Challenge 2: Unclear responsibilities and task split

The new Lease Accounting Standards require new workflow and brings significant additional efforts to some departments. If a complex new real estate contract is negotiated, its outcome has to be “translated“ into terms and conditions that allow a calculation of the Right-of-Use value that has to be capitalized in the new standards.

But who can do that? The real estate administration? Accounting? A new service centre for contract management? Who is analysing monthly fleet lists and decides which changes have to be treated in accounting? Who needs to be informed to post an asset casualty?

Once it becomes apparent how much effort is involved in complying with the new Lease Accounting Standards, newly invented processes sometimes get questioned and might need finetuning.

Challenge 3: Bumpy month end activities

Lease Accounting adds new steps to a company’s month end closing activities. New IFRS16 / ASC842 KPIs need to be prepared for external disclosures and internal reporting.

In many organizations the days around period end are not exactly a relaxed time anyway. And the new Lease Accounting steps now create additional workload in already tight timelines. It is of essential importance that the new activities run smoothly and with proper inbuilt validations. This leads to Challenge 4.

Challenge 4: Weaknesses in tool support

None of the tools in the market have a long track-record of supporting IFRS16 / ASC842 Lease Accounting. New applications were developed that were supposed to help companies to become compliant within a tight timeline.

Many tools show their strength in handling individual contracts and contract events, but lack behind when it comes to supporting regular administrative tasks, mass processing, process monitoring or error handling.

Reducing Total Cost of Ownership (TCO), i.e. optimizing the support of recurring lease administration, will surely move into focus in the very near future.

Challenge 5: Critical latencies

Whereas accounting departments have largely been made aware of the changed processes well in advance, this was not the case in other operative units. Not every relevant process has already been adjusted and not every colleague already knows that the handling of leased assets changed now.

So, this way accounting department gets informed too late about relevant changes and has to constantly catch up events that happened weeks or months ago.

Challenge 6: User mistakes due to newness of processes

Users make mistakes. This statement is even more true in the first periods after the introduction of completely new and at the same time complex regulations.

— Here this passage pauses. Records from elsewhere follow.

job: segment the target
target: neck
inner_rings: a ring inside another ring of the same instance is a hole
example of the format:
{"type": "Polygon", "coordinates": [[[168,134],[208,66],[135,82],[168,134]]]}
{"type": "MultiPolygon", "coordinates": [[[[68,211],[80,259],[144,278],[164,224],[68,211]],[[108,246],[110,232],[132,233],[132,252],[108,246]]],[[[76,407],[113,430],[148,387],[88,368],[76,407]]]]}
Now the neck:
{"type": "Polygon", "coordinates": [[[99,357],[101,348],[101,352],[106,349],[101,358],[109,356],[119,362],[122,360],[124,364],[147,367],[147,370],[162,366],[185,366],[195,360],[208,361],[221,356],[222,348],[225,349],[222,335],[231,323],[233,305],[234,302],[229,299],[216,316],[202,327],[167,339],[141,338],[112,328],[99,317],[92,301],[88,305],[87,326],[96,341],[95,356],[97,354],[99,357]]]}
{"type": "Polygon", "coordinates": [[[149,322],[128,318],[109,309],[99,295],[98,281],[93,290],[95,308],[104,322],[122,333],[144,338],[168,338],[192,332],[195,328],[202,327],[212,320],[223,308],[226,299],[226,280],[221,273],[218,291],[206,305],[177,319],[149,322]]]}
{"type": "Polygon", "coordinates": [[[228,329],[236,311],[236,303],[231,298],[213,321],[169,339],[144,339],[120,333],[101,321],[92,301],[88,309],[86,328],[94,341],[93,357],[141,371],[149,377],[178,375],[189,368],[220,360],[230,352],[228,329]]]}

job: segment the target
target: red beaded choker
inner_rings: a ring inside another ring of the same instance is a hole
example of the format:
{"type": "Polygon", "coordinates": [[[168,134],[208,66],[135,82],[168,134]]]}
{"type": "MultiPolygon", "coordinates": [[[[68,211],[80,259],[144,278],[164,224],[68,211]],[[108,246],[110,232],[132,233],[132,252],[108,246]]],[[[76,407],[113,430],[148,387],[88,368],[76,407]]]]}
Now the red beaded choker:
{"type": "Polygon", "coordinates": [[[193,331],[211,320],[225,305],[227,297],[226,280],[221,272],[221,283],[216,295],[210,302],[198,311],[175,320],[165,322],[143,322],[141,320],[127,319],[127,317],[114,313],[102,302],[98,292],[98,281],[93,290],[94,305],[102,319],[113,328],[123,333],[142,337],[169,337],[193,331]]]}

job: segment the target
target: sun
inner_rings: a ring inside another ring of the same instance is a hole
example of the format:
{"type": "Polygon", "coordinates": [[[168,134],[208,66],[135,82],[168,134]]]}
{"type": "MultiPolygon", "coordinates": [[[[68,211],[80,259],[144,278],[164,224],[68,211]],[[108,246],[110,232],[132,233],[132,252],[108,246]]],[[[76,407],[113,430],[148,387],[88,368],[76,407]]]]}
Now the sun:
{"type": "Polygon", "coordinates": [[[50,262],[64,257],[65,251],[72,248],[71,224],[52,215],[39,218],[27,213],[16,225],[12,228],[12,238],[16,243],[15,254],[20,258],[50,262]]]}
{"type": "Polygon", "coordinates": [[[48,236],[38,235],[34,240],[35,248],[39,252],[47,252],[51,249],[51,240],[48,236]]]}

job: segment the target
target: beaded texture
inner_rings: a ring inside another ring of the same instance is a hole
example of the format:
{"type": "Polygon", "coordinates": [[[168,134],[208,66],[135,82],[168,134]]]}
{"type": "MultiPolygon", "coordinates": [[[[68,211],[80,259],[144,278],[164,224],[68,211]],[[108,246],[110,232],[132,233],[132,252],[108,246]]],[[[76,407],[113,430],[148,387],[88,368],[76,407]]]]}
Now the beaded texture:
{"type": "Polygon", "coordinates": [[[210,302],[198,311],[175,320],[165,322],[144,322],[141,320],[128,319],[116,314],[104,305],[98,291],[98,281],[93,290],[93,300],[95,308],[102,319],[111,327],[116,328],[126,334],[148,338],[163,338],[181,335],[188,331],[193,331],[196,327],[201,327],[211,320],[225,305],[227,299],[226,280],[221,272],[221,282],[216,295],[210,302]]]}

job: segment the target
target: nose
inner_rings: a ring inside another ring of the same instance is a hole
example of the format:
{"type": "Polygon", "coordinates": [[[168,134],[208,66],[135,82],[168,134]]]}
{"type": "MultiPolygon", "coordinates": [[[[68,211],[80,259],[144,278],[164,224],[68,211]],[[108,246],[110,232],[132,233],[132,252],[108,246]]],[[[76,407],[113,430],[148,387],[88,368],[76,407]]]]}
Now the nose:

Lease Accounting offers a broad variety of potential mistakes. Contracts can be assigned to wrong organizational units or entered with wrong currencies, financial terms can be forgotten or interpreted wrongly, wrong amortization periods might get assigned, variable lease expenses accidentally capitalized etc.

How to handle this situation?

Correcting these mistakes requires in-depth-knowledge of the financial systems involved. Especially when errors are discovered with delay and after posting periods have been closed, this becomes a challenging task. In any case, adjustments and corrections need to be treated in an audit-proof way, as they will influence an organization’s financial statements.

Challenge 7: Difficult reconciliation

Depending on the integration of Lease Accounting and procure-to-pay processes invoice, reconciliation can be a very tedious process.

In standardized and typically rather simple fleet contracts a reconciliation of invoiced amounts and due amounts according to the underlying lease agreement might not cause many issues. But in index-depending real estate agreements or complex equipment leases with partly variable lease payments and constantly changing amounts reconciliation turns time-consuming and frequently cannot be fully automated.

Additionally, if subsidiaries follow a statutory GAAP that is different to IFRS, these differences also need to be treated correctly.

The mentioned challenges are only the most common of many different operative problems a company may face after having switched to the new lease accounting standards. It turns out that the new standards cause high additional administration efforts that may not have been foreseen like that.